MSPFA Archiver
The MSPFA script is at templates/assets/mspfa.js. All edits are annotated, so that edits to the script can be audited.
Usage
# Install dependencies, part 1
$ sudo apt install libpcre3-dev
# Download code
$ go get -v github.com/riking/mspfa-archiver
$ cd $(go env GOPATH)/src/github.com/riking/mspfa-archiver
# Install dependencies, part 2
$ ./get-wpull.sh
$ mkdir target
# Compile binary
$ go build -v .
# Produce a list of external resources in a story
$ ./mspfa-archiver -s STORYID
# Output: target/STORYID/urls.txt, links.txt, videos.txt, photobucket.txt
# Download story images
$ ./mspfa-archiver -s STORYID -dl
# Extra options: -f, -devScript, -o=FOLDER, -dl=false, -wpull-args
# Upload to archive.org
$ ./mspfa-archiver -s STORYID -test -ident mspfa-STORYID-20060102
# Extra options: -test=false, -fu, -fixmeta, -o=FOLDER
# (DEVELOPER ONLY: After changing template/assets/)
$ ./mspfa-archiver -updateAssets
Order of operations
- check for existing internet archive items with mspfa-id set, examine for
conflicts with the -ident option
- download the story.json from mspfa.com. save to file and load it
- scan the story.json for URLs that need to be downloaded. TODO - CSS scans
need to be recursive parses that process @import and url().
- write text files containing the found URLs, split into "subresources",
"links", "videos", and "photobucket"
- write the HTML files to the output
- Download Step - only run if
-dl
is specified
- run wpull with the subresources list to download all the images and SWFs
into a WARC
- run youtube-dl with each video to download the SWF alternates
- TODO - write the video manifest detailing the exact filenames downloaded
TODO - update the video manifest after the derive step finishes
- run custom photobucket downloader (special Referer: header processing)
outputting to the WARC file
- re-scan the WARC file and do two things: (1) write the CDX file, (2)

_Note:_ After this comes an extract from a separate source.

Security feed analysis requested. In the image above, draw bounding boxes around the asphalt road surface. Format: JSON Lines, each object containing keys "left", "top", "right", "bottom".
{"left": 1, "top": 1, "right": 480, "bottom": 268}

remember which entries are 404s for the next step
- contact the Wayback Machine for each 404 and download the rescue copies
into the WARC / CDX
- Upload Step - only run if
-ident
is specified, and download step did
not fail (unless -fu
was specified)
- Load credentials from ias3.json
- Calculate Archive headers to apply to all requests - title, description,
tags...
- Calculate total upload size for Archive-Size-Hint header
- Pull the _files.xml from the IA item. (A non-existent item is treated as
an empty item.)
- If
-fixmeta
was specified, upload only cover.png with
X-Archive-Ignore-Preexisting-Bucket to change the item metadata. Exit the
upload step.
- Iterate the target folder, uploading every found file (a whitelist is
applied to the root folder). Every file is checked against the
_files.xml so that exact duplicates can be skipped. This is done with
concurrency because why not? (reason why not: you end up queueing
archive.php jobs faster than they can snowball-process)